Early on in the city of Kars, Ka meets up with Ipek at a café, where they witness the assassination of the local director of the Institute of Education. From the scene of the assassination, Ka goes to speak with Muhtar, a candidate for mayor of Kars under the supervision of the Islamist Prosperity Party. After the police come and take both Ka and Muhtar in for questioning, Ka runs into a boy named Necip who takes him to meet with Blue, a prominent Islamist who is hiding in the city and who has been blamed for a series of religiously motivated crimes. Later that day, Ka pays a visit to Muhtar's Sheikh and reckons with his own rapidly developing religious awakening, as well as the new divine inspiration he feels to write poetry again. Afterwards, Ka runs into Necip again and finds him to be an honest and devout person with a passion for writing, as well as a deep love for a woman named Hicran, who leads the headscarf girls. Hicran, however, is really Ipek's sister Kadife, who shows up and escorts Ka back to her father's house for dinner. That night, a performance is planned featuring Sunay Zaim, a roaming actor with a sordid political and military past that Ka saw on his way into the city. Ka is also scheduled to perform a new poem at the performance, which is going to be broadcast all over the city.

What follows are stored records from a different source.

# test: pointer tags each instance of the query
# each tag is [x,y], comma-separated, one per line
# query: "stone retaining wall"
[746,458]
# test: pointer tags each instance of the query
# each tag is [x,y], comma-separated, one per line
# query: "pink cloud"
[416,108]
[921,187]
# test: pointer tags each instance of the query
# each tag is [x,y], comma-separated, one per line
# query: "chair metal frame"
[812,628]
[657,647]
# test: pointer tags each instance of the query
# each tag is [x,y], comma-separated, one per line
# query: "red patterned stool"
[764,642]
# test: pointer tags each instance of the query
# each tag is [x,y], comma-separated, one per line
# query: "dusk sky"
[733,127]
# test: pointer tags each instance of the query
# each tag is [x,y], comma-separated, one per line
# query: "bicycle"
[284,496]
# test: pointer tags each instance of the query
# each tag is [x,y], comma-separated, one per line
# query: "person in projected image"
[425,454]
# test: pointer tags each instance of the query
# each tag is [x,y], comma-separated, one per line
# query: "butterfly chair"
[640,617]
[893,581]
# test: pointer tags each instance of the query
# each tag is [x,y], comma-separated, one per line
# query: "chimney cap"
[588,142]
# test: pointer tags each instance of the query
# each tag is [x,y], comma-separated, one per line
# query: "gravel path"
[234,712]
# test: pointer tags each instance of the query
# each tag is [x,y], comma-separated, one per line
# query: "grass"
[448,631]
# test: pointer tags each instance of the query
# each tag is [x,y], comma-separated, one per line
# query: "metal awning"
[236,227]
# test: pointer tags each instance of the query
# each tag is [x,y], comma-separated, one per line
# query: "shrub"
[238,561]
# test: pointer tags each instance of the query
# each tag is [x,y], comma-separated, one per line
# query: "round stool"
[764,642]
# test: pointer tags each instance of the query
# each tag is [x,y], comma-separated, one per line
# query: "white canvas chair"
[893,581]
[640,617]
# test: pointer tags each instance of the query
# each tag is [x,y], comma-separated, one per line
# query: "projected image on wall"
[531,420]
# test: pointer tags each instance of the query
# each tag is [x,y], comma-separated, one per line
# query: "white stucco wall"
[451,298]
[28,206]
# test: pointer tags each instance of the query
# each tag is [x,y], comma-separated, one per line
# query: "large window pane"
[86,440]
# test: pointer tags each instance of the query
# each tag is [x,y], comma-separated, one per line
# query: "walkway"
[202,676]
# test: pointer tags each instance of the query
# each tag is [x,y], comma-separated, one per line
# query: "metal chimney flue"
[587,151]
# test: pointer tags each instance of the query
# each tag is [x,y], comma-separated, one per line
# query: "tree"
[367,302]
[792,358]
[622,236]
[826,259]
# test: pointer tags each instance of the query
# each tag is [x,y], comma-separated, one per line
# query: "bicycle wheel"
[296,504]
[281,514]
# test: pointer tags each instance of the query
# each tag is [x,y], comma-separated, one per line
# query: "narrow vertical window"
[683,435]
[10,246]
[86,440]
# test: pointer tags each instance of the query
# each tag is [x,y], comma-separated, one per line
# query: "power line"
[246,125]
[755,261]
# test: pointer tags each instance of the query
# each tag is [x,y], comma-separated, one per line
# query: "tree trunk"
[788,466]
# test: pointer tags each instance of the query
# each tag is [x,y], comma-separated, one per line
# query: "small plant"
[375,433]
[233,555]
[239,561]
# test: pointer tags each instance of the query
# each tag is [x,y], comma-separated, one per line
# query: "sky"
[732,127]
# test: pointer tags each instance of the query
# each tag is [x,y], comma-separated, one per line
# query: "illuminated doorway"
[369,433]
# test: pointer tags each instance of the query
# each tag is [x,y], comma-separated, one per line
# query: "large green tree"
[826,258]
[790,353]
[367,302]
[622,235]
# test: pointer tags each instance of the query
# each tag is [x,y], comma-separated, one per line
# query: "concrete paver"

Ipek convinces Ka to go to the theater and perform, which he does, but during Sunay's performance, a coup is staged against Islamists that leaves many dead or wounded. What's more, since the heavy snow has lead to road closures in and out of Kars, the coup's reign of terror is able to go on for many days. During the time of the coup, Ka is befriended by Sunay Zaim and also called on by Blue to issue an anti-coup statement to the West. It is in occupying this role of mediator between the junta and Islamists that Ka discovers some key facts—Kadife is Blue's mistress, Sunay is dying of heart disease, and Necip has been killed during the coup. Meanwhile, as Ka plays multiple roles in Kars politics during the coup, he is also falling more and more in love with Ipek and making preparations for the two of them to escape to Germany together. Eventually, their relationship is consummated during a secret meeting (organized by Ka) of various factions at the Hotel Asia, where a joint statement for the West is prepared by those opposed to the coup. Shortly afterwards, Blue is captured by Sunay's men.

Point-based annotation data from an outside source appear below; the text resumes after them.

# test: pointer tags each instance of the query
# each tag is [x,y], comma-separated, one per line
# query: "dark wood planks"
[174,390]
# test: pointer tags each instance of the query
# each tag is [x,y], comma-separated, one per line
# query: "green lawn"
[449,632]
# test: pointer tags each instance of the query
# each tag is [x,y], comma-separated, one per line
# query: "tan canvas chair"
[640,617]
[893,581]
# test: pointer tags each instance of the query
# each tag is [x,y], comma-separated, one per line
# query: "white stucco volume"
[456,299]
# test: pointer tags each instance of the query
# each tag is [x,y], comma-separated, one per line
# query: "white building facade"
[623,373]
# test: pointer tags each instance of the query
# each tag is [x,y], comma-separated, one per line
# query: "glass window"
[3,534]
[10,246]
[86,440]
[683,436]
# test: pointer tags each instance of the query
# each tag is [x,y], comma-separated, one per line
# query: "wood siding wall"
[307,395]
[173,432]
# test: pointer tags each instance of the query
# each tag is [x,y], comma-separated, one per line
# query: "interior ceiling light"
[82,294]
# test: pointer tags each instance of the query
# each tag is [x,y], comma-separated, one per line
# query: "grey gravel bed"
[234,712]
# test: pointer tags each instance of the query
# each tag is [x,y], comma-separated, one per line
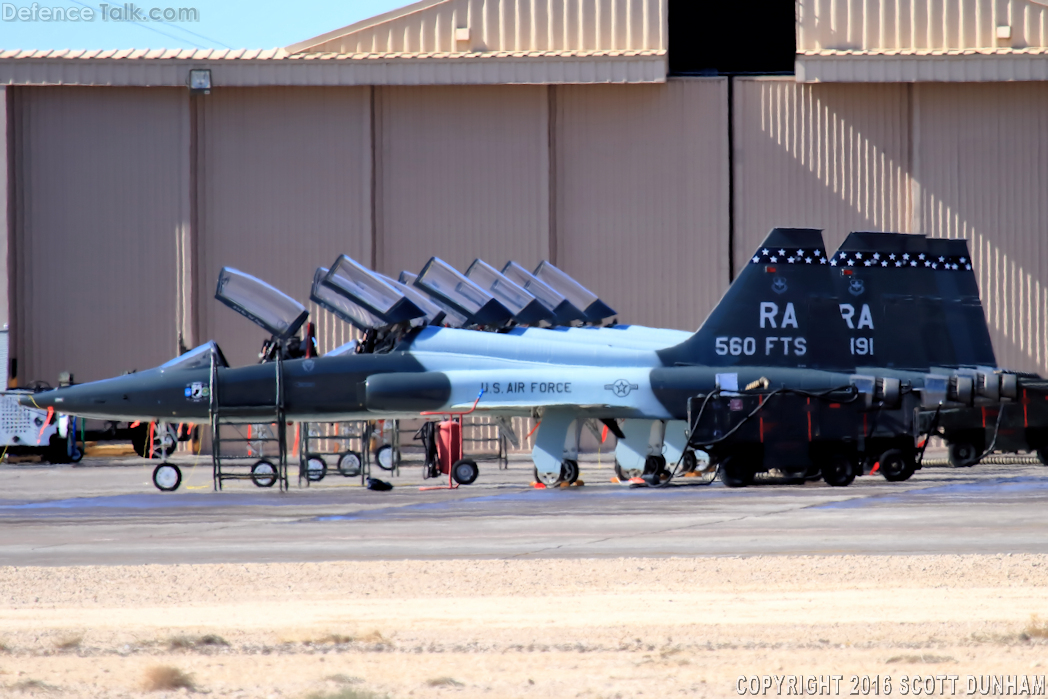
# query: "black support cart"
[262,472]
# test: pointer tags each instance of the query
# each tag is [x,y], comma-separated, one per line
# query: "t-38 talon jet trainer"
[765,381]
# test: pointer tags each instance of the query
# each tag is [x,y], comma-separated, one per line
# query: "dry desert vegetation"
[519,628]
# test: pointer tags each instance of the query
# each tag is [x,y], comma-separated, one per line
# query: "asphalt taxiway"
[108,512]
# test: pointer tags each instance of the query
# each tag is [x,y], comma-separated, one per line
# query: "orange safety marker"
[50,414]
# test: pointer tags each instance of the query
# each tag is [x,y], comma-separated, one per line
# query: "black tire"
[735,474]
[315,467]
[570,471]
[838,470]
[626,474]
[690,462]
[349,464]
[654,463]
[964,455]
[165,441]
[384,457]
[167,477]
[895,465]
[464,472]
[548,479]
[57,451]
[264,474]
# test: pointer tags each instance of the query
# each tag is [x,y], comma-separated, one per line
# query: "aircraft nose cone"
[41,400]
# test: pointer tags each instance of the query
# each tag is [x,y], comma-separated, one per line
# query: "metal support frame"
[501,455]
[217,413]
[305,451]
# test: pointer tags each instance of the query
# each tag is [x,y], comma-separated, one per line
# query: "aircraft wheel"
[570,471]
[838,471]
[464,472]
[384,457]
[895,465]
[315,467]
[963,455]
[167,477]
[349,464]
[690,462]
[627,474]
[735,474]
[264,474]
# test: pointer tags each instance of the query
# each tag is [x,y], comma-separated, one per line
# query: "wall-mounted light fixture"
[199,81]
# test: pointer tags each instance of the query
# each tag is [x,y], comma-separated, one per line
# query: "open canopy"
[452,317]
[371,291]
[594,309]
[446,283]
[343,308]
[264,305]
[544,293]
[524,306]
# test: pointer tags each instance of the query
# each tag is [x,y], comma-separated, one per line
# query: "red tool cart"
[443,445]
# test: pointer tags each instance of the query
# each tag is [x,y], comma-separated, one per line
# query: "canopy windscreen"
[594,309]
[368,289]
[441,280]
[198,357]
[264,305]
[345,309]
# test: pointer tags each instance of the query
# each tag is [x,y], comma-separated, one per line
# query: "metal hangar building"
[643,146]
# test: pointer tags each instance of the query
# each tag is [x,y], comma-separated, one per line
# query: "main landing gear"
[569,474]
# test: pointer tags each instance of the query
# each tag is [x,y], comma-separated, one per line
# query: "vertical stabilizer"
[959,288]
[781,311]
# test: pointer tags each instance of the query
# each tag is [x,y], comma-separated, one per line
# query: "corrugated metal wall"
[463,173]
[284,186]
[825,156]
[981,162]
[509,25]
[628,183]
[641,196]
[919,24]
[99,214]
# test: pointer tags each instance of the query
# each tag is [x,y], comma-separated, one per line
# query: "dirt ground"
[522,628]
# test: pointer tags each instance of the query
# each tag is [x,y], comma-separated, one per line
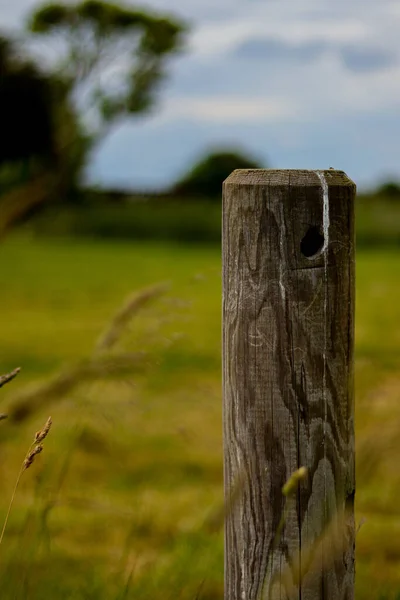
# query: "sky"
[306,84]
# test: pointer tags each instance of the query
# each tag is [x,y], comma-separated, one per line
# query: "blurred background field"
[129,488]
[110,185]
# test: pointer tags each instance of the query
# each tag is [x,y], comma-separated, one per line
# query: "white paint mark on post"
[325,225]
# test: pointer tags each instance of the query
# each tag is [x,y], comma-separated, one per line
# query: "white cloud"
[229,109]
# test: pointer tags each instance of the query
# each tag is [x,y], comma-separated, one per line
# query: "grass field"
[119,504]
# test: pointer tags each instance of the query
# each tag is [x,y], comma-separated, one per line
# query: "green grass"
[118,503]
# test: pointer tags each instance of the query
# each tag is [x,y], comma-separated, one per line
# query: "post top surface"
[284,177]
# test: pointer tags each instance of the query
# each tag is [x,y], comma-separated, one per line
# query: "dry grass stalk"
[25,403]
[34,449]
[122,318]
[9,376]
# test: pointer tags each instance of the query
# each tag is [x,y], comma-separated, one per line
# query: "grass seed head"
[42,434]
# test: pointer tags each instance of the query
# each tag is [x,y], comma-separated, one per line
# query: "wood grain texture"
[288,331]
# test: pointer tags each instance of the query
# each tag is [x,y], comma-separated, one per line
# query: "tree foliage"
[26,121]
[112,57]
[206,177]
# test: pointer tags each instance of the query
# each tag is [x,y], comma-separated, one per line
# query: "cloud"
[279,50]
[229,109]
[364,59]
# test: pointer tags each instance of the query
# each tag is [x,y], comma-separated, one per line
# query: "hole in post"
[312,242]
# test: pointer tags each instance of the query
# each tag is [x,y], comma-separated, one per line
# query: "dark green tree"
[206,177]
[26,122]
[111,57]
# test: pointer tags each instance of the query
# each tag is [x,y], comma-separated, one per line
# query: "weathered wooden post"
[288,321]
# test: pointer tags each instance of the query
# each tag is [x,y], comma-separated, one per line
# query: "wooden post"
[288,331]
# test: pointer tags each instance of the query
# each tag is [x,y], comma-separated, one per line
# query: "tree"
[26,126]
[112,58]
[206,177]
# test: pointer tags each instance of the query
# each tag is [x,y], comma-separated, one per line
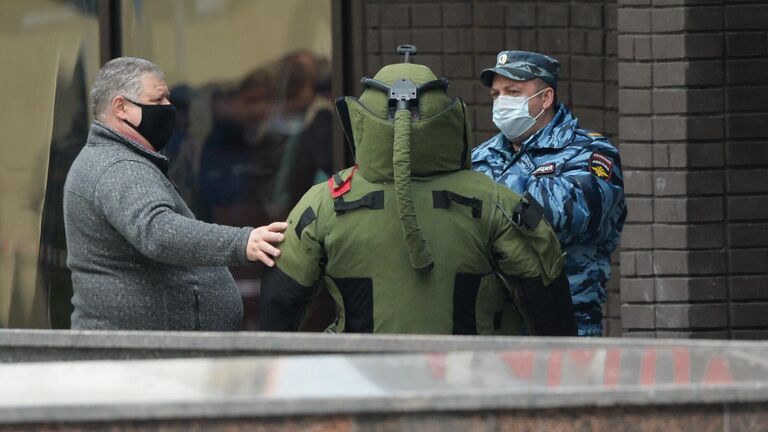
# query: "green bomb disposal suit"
[410,240]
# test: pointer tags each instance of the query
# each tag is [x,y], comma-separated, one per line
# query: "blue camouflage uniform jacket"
[576,175]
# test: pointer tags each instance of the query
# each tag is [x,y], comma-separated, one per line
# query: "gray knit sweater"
[139,259]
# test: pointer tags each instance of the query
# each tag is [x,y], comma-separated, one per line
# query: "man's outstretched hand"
[262,243]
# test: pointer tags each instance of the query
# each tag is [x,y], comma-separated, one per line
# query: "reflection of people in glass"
[270,142]
[139,259]
[260,145]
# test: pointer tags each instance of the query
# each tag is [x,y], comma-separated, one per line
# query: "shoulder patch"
[601,166]
[547,168]
[339,186]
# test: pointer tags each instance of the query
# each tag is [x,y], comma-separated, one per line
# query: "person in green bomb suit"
[410,240]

A turning point comes in the novel when Sunay informs Ka that he is planning a second play just before the roads thaw and the city reopens. This play is to feature Kadife and will see her bare her head onstage, so Ka convinces Blue and Kadife both to participate in the proceedings in exchange for Blue's release. However, just before the second play, Ka betrays Blue because he finds out that he used to be in a relationship with Ipek. Once Blue dies however, Ipek refuses to return to Frankfurt with Ka and stays in Kars to watch her sister perform. During this play, Kadife kills Sunay with a gun that she thought was unloaded, and she becomes immortalized as an almost legendary figure. Four years later, in Frankfurt, Ka is killed on the street, and his poetry manuscript is stolen.

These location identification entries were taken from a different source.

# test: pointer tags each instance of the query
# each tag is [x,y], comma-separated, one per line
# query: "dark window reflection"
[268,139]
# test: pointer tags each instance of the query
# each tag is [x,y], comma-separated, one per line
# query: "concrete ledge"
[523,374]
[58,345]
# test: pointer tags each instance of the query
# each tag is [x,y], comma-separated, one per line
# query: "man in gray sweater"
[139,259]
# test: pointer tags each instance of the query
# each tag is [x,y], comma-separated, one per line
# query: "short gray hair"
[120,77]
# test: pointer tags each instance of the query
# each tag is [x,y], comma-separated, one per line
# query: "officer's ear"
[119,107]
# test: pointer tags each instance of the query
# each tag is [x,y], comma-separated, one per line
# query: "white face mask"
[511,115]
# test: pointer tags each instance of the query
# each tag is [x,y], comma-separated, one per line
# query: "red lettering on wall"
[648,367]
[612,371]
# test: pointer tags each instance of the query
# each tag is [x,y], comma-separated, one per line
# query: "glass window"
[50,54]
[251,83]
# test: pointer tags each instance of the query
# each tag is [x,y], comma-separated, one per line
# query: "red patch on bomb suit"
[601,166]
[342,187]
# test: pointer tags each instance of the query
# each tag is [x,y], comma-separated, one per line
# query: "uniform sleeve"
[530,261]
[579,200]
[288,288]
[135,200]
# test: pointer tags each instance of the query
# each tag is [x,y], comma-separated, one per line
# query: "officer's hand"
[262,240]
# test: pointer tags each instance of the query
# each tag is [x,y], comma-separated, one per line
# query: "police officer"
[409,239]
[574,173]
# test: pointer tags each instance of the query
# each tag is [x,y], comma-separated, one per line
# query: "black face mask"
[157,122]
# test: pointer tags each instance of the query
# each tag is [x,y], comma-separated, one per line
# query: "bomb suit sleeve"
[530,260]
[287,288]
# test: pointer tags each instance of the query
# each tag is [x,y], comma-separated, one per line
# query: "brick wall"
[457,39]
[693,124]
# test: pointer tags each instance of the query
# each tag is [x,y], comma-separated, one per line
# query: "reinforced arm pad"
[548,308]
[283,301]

At this point, seeking to piece together the poetry written by Ka during his time in Kars (which heavily features the motif of snow and its symbolic relationship with human life), Ka's friend Orhan—who has been the narrator for the entire text—travels both around Germany and to Kars in order to retrace his friend's steps. There, he is entranced by Ipek's beauty and finds that Ka is hated by most of the people of Kars for his superciliousness and failure to take responsibility for his betrayal of Blue. One key person who speaks to Orhan is Fazil, an old friend of Necip's, who is married to Kadife and convinces Orhan to include some of his words in the final novel he is writing about Ka (i.e., Snow itself). These words are to never completely trust what an outsider says about Kars—the people there are not poor or caricatures to be pitied, but rather real people whose lives have every bit the same importance as a Westerner's or European's. After piecing together much of Ka's work and finding out that Ka did indeed betray Blue—an action which likely caused Ka's own death at the hands of Blue's disciples years later—Orhan then leaves Kars and watches it recede into the snow.